3 min. read
Lucas Snaije is the Content & Communications Manager for BYCS and the editor of BYCS Perspectives.
The relation between the bicycle, women and the city is a vast, limitless topic of discussion. From its historical role in women’s emancipation movements of the late 19th century, to its ability to facilitate mobilities of care as well as educational and economic empowerment, the bicycle has an important part to play in the feminist city. Recognising the inadequacies of current transportation systems through the lens of gender and the potential solutions that the bicycle can provide can help situate this mode of mobility within an entire spectrum of processes and principles of patriarchal city-making that need dismantling.
Feminist theorists have extensively explored how cities have failed to account for the diversity of people, needs, and experiences that live in them. Cities have essentially been built by men, for men, and this androgenic perspective has provoked stark inequalities in the right to the city. Urban planning principles have indeed long assumed the typical urban dweller to be an able bodied man, and the way mobility systems are conceived, from the modes that are prioritised to their physical design, routes, and schedules, reflects this troublesome reality profoundly.
Patriarchal family structures continue to create unequal access to different modes of transport. Concerns around safety continue to make certain spaces of the city inaccessible and to impose a “pink tax” on transportation. The continued optimisation of transportation systems around morning and evening rush hours, as well as in and out of economic cores, continues to make time poverty more burdensome for women and reinforces the feminisation of poverty. Due to gendered divisions of household labour and care, the mobility patterns of women differ considerably from those of men, and while this notion of “trip-chaining” is commonly recognised in the realm of transportation planning, it largely continues to be misunderstood, under-researched and ignored by policy and advocacy circles when thinking of how to facilitate movement through the city.
If the right conditions are planned for, incorporating “gender aware cycling policy”, the bicycle could, in theory, provide a rapid, energy efficient, safe, fun and social option, free of most transit schedules and costs. Favouring policies that prioritise cycling and walking, focusing on the comfort of caregivers and young children, could be transformative not only for women but for all segments of society. Some cities have made strides incorporating feminist principles in their holistic planning strategy, such as Vienna or Barcelona. These steps go far beyond cycling, yet trend towards density, proximity, complete streets, and greater public spaces, all features of human-centric cities in which the bicycle can become the preferred and most effective mode of transport.

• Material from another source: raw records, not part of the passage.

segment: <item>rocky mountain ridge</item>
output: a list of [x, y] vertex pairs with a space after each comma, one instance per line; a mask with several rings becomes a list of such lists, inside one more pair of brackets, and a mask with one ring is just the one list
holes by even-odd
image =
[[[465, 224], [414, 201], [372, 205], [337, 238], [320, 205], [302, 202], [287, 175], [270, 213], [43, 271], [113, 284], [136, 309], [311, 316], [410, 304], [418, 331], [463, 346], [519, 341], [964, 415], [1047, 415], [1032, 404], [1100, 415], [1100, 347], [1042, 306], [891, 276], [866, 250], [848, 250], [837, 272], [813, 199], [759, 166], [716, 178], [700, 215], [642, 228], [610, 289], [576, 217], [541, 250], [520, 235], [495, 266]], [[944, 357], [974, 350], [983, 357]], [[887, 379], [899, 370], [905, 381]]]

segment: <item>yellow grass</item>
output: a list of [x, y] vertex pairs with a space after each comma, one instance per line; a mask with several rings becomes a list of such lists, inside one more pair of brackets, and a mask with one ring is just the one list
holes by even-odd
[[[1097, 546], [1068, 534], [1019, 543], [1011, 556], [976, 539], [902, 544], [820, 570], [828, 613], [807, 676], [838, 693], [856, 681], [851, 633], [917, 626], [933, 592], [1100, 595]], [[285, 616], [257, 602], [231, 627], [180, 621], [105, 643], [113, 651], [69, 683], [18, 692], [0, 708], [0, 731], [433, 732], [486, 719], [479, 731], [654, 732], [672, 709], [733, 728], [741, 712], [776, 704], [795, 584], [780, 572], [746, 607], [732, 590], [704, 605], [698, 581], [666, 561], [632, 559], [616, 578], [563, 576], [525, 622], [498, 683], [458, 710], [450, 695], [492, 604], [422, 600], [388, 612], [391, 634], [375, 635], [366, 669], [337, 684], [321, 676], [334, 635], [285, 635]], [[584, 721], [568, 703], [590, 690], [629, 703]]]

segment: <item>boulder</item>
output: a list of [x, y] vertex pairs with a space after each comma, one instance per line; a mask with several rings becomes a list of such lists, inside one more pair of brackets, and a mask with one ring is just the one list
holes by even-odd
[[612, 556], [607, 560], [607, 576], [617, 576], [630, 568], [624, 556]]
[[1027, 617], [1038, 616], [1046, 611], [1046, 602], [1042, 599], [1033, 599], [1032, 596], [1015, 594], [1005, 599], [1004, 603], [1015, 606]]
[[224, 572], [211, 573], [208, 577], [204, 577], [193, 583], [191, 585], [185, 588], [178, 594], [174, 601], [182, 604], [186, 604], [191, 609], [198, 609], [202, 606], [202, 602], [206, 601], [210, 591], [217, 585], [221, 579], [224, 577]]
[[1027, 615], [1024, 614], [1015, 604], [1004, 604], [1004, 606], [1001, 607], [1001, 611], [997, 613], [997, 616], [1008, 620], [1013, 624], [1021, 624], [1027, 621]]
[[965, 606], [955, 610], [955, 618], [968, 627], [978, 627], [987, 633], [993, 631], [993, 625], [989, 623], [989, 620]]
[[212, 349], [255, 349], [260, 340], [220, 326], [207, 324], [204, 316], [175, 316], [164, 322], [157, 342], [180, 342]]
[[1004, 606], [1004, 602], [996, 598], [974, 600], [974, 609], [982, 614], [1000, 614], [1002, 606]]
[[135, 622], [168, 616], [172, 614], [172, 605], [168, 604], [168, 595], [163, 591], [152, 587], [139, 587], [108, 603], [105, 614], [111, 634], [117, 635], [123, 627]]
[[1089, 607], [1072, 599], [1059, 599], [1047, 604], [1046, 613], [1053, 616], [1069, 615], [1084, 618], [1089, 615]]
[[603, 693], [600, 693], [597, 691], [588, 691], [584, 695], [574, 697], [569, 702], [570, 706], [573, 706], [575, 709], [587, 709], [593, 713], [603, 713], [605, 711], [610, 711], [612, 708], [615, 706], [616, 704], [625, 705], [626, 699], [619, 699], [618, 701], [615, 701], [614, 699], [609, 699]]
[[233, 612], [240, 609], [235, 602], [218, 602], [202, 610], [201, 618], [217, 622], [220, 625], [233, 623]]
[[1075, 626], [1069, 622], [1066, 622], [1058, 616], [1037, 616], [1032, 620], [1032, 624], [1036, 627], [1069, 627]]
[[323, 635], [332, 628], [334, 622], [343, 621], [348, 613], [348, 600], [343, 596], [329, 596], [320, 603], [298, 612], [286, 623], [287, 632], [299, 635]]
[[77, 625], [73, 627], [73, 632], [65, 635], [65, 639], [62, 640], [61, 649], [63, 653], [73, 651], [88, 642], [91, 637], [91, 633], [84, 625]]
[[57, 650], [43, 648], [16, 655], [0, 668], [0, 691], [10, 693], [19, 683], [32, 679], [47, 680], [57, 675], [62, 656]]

Of course, many barriers remain. Beyond the Netherlands and Denmark, a gender gap in cycling modal shares remains in most countries. Safety concerns due to lack of protected infrastructure and fear of harassment, as well as caregiving responsibilities, are often cited as key barriers. Women are more likely to be encroached upon by vehicles, and bike share systems remain mostly utilised by men. Activist spaces and the broader representation of who a typical “cyclist” is in the city also are in need of internal reflection and un-learning. Dramatically increasing the representation of women in planning processes must be seen as a mere starting point of many steps that need to be taken in making active mobility more inclusive, as well as the city more generally.
For this issue of Perspectives, we chose to situate the bicycle within larger urban processes that need to be reimagined by speaking to experts from a range of fields, from municipal law to geography, gender studies and philosophy, to grassroots activism. We hope this can drive thinking in all fields of city-making, and highlight the potential of the bicycle in making movement through our urban environments gender fair.